The bastard hadn’t even said anything just stood at the end of the isle waiting for all eyes to turn to him—of course they had—and smirking. 

When the Justice of the Peace in her black robe and severe bob stumbled over a word because she kept glancing down the path to where Veronica in her heavy white dress had entered, Veronica also glanced that way. She caught him out of the corner of her eye and pressed her lips together. What _the fuck_ was he up to? Was he really intending to raise his voice at the whole “Speak now or forever hold your peace” part? _Of course he was!_ Logan Echolls did not do things by halves and ruining her wedding had the potential of a _pièce de résistance_. So, while Wallace was finishing the sweetly poem Piz had picked out for him, Veronica made her final decision. 

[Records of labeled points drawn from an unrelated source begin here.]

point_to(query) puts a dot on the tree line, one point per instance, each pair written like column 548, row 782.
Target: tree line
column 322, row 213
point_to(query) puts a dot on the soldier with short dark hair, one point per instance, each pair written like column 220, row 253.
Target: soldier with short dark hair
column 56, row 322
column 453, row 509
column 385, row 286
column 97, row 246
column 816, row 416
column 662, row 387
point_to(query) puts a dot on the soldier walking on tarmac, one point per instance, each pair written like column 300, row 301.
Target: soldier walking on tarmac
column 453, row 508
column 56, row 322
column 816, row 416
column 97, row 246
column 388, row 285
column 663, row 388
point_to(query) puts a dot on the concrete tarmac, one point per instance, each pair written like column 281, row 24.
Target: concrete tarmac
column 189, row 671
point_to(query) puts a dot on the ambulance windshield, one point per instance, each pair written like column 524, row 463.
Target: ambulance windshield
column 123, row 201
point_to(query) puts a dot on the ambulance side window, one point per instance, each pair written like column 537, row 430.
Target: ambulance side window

The venue was lovely. That was actually one of the things she’d enjoyed planning. The grassy knoll just off the beach, the gauzy fabrics blowing in the wind, the surf rushing off the rocks. 

Beautiful, yes. But it made for a terrible get away. 

What was she supposed to do? March straight up the isle and hope she could hip-check Logan out of the way before he dragged her into his arms in front of the entire Piznarski clan? Wasn’t it bad enough she couldn’t go through with it, bad enough that she was going to leave him at the altar, did she have make out with the man who had beat him to a bloody pulp to his face? So that really only left the beach and the water. 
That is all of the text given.